Present simple: Affirmative I am
You are
He/She/It is
We are
You are
They are
  Question form: Am I?
Are you?
Is he/she it?
Are we?
Are you?
Are they?
  Negative: I am not/ I’m not
You are not/ aren’t
He/She/It is not/ isn’t
We are not/aren’t
You are not/aren’t
They are not/aren't
Past simple   I was
You were
He/She/It was
We were
You were
They were
The past participle:   been.  
Present perfect:   has/have been  
Past perfect:   had been  

 The verb be is used in the following patterns:

1. with a noun:

My mother is a teacher.
Bill Clinton was the president of the US.

2. with an adjective:

This soup is very tasty.
The children were good.

2.1 with the -ing form to make the continuous aspect

We were walking down the street.
Everything was wet.

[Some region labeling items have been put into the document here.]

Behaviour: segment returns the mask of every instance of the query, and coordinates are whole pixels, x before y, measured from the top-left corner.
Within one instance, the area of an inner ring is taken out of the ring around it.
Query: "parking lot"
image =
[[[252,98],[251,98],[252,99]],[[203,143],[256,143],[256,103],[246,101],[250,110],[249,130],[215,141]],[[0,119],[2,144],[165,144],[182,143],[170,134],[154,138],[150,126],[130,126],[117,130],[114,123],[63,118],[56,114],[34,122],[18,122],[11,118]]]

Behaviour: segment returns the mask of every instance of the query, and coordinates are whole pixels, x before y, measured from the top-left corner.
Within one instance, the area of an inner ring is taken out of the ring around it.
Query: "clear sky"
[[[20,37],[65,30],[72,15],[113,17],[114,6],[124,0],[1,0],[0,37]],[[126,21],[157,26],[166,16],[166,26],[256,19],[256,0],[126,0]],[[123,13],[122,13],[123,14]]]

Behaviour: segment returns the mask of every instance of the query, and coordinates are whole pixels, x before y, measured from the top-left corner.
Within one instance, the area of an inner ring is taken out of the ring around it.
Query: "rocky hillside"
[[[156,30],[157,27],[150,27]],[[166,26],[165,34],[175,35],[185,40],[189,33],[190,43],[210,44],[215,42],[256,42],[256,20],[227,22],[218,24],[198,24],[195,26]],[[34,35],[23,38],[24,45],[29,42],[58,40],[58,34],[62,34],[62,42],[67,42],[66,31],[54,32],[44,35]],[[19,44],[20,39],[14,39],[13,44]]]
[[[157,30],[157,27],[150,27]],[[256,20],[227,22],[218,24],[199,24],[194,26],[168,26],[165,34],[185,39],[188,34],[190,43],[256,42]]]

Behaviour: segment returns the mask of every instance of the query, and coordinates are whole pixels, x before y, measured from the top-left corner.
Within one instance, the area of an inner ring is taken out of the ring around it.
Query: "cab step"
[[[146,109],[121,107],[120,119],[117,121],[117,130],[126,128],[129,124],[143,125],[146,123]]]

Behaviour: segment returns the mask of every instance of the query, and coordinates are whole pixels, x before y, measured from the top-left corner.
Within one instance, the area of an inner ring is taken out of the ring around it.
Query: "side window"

It had been raining for hours.

2.2 with the -ed form to make the passive voice

The house was built in 1890.
The street is called Montagu Street.
This car was made in Japan.

3. with a prepositional phrase:

John and his wife are from Manchester.
The flowers are on the table.







hello! need some help with something
now, I've heard before that the following: is, are, was, were can be used as an auxiliary verb, full verb or verb to be EX:

aux verb :

"he is playing football"

full verb:

"they are fifteen years old"

the verb to be:

"My mother is a teacher"

and the point is: I don't understand the difference between "be" as a verb to be and "be" as the full verb help!

Hello Maurox54,

Auxiliary verbs in English are used in many ways. We use them to make questions, negatives, emphatic forms, progressive forms, perfect forms and passive voice, for example. There are a number of verbs used in this way: be, have and do are the most common but there are others.

When we use a verb as an auxiliary it does not have an inherent meaning. It rather has a grammatical function, changing the main verb into a different form. That is why we do not study auxiliary verbs as a category but rather study the forms which they help to make (progressive aspect, passive voice etc.).



The LearnEnglish Team

'Why natural is not always be safe for babies'

This is the headline in newspaper. What is this 'be' doing here?
What if we write it without 'be' ?


Hello dipakrgandhi,

In my estimation, that is a mistake. I agree with you: 'be' should be omitted. This is probably just an error their proofreader missed.

All the best,
The LearnEnglish Team

Thank you!

Dear Team,
Kindly explain me the below context,
We are blessed with a baby boy, and
We have blessed with a baby boy.
Which one is more correct?

Hello rama_bee,

The normal phrase is as follows:

We have been blessed with a baby boy.


The phrase is most often used by religious people as it suggests a blessing from God.

The first version ('are blessed') is also grammatically correct but is much less common and would be only used as an announcement at or just after the moment of birth.



The LearnEnglish Team

Dear Peter,

Thank you very much for the explanation.


when to use is+being?could you show me an example?

Hi manuel24,

When we use 'be' in the present continuous, it usually means that we are talking about an event or an action that is happening right now rather than a more permanent quality. For example, if we have a very intelligent friend, we'd say 'She is very intelligent'. But if our friend is doing something senseless, which is uncharacteristic of her, we could say 'She is being stupid' to show that we are referring to this specific action at this specific time and not her general character.